Она видела, как Ральф дышит, волосы у него слиплись прядями и блестели. Зачесаны они были назад. А на подбородке у Ральфа торчали крохотные щетинки.
— Я почти что не дышала, — рассказывает Марни, — и сидела тихо-тихо. Главное — не шевелиться. Я старалась помалкивать, только на его вопросы отвечала.
«Тебе нравится у скаутов?» — спросил Ральф.
«С девчонками скучно, — сказала Марни. — Лучше бы я была с волчатами. Тогда можно было бы ночевать в лесу, у костра».
«Да брось ты! — сказал Ральф. — Ты ж сама девчонка».
— На мне были белые носочки и красные сандалии, — вспоминает Марни. — Как было здорово, — продолжает она. — Один раз он даже брал меня на речку купаться.
Он знал одно местечко за городом. Марни тем временем перестала бояться крутых виражей.
— Он плавал как рыба, — рассказывает она. — И носил черные плавки с завязками на боку.

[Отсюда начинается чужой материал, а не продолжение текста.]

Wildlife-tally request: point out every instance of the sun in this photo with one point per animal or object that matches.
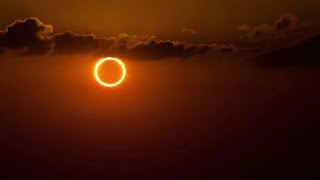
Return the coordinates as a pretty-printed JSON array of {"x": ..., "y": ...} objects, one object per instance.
[{"x": 100, "y": 62}]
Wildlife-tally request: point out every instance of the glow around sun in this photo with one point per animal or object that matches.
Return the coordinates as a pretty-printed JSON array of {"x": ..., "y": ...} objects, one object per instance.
[{"x": 100, "y": 62}]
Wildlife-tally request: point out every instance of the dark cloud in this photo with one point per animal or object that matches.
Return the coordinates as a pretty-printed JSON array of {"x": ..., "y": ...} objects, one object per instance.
[
  {"x": 69, "y": 43},
  {"x": 31, "y": 35},
  {"x": 304, "y": 52},
  {"x": 158, "y": 49},
  {"x": 266, "y": 32}
]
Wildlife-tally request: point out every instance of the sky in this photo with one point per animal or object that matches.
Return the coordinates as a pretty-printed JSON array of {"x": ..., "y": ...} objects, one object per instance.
[
  {"x": 213, "y": 20},
  {"x": 213, "y": 90}
]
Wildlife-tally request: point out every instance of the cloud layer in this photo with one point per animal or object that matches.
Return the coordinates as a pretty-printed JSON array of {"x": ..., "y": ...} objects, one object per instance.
[
  {"x": 302, "y": 53},
  {"x": 33, "y": 37},
  {"x": 263, "y": 32}
]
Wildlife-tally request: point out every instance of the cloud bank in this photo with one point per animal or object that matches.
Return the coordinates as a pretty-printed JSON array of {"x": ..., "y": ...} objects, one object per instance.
[
  {"x": 33, "y": 37},
  {"x": 263, "y": 32}
]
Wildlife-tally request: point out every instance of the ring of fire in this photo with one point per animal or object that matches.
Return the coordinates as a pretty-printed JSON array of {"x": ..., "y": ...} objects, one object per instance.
[{"x": 101, "y": 61}]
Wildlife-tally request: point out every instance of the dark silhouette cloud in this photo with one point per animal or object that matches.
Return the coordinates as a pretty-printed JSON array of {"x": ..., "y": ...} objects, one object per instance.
[
  {"x": 69, "y": 42},
  {"x": 158, "y": 49},
  {"x": 264, "y": 32},
  {"x": 30, "y": 34},
  {"x": 304, "y": 52}
]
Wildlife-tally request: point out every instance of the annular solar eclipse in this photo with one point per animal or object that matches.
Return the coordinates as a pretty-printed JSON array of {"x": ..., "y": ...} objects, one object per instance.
[{"x": 96, "y": 72}]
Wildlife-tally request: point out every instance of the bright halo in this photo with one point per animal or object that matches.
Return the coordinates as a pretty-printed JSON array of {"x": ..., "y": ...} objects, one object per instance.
[{"x": 101, "y": 61}]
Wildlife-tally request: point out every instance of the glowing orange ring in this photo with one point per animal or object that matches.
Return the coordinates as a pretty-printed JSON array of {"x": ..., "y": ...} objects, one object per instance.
[{"x": 96, "y": 69}]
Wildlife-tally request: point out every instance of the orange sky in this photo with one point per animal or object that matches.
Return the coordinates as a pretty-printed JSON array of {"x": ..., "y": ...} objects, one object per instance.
[{"x": 213, "y": 20}]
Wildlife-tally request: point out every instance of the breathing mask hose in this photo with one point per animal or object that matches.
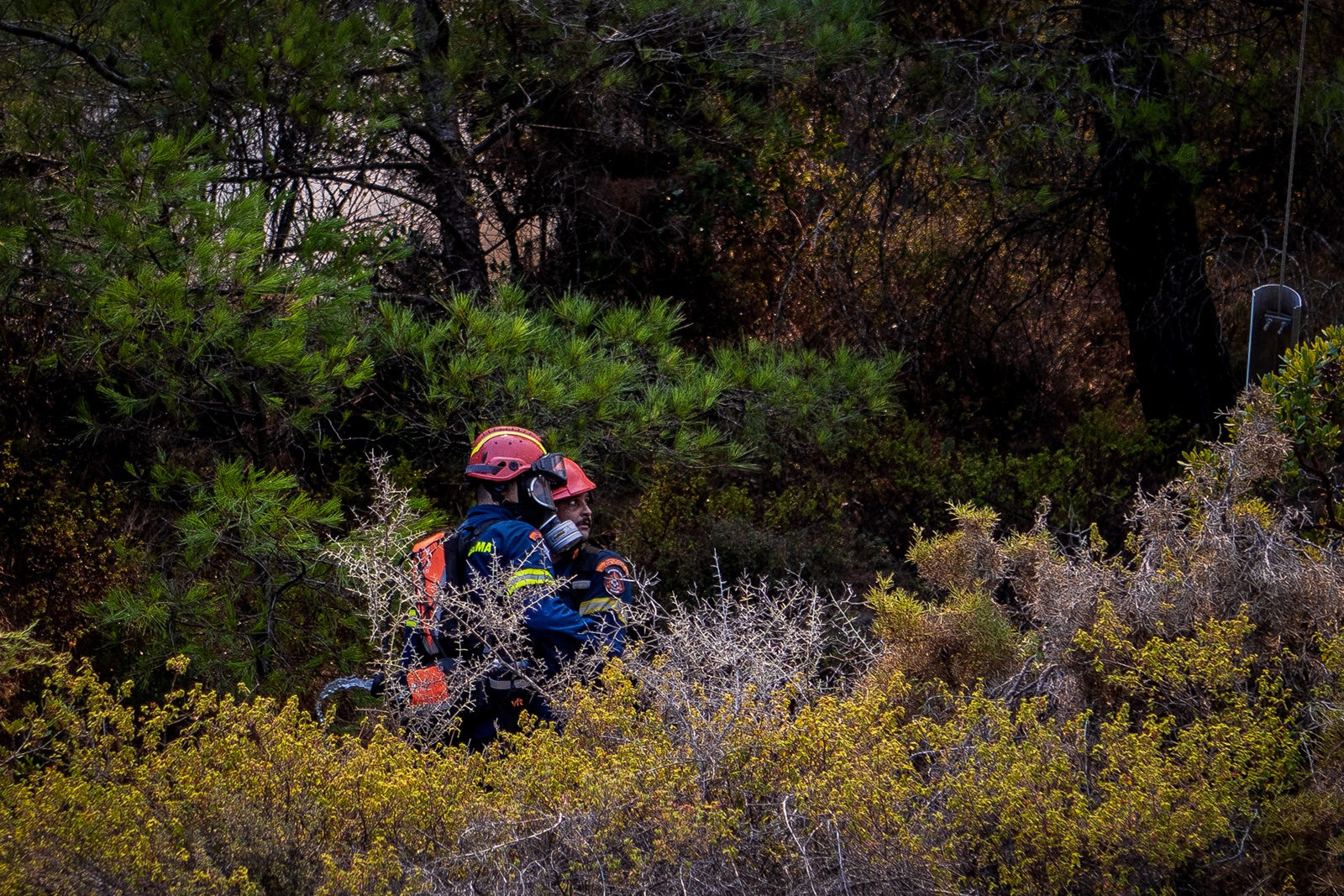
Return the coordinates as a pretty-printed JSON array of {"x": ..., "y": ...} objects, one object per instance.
[{"x": 537, "y": 506}]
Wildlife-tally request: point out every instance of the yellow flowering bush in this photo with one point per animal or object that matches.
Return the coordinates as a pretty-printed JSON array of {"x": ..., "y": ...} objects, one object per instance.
[{"x": 1115, "y": 725}]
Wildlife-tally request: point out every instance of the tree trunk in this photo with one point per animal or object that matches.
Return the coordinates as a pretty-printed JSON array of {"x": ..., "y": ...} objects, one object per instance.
[
  {"x": 1175, "y": 340},
  {"x": 461, "y": 254}
]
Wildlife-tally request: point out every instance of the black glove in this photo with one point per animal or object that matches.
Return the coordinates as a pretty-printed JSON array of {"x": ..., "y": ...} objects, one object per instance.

Когда он вниз головой прыгал с обрыва в воду, Марни смотрела на впадинку между его ягодицами, не прикрытую плавками.
«Ну давай! — сказал Ральф. — Жир не тонет!»
— Я боялась, — сообщает Марни, — что течение меня снесет. Но в воду все-таки полезла. А он сидел на другом берегу и смотрел, как я к нему плыву. Я вообще часто делаю то, чего больше всего боюсь, — поясняет Марии. — Так приятно, когда страх все тело сковывает. Жутко приятно.
А зимой, — рассказывает она, — Ральф уехал в другой город учиться. Он обещал мне писать. Но до самого рождества так ни строчки и не прислал. А у меня адреса его не было.
В первый день рождественских праздников его «кавасаки» стоял у тротуара возле дома, где живут его родители.
— Я до него не дотрагивалась, — говорит Марни.
Она стояла около мотоцикла и ждала, когда появится Ральф.
Смотрела на входную дверь, потом на окна, где в гостиной горел свет. Было четыре часа, уже темнело.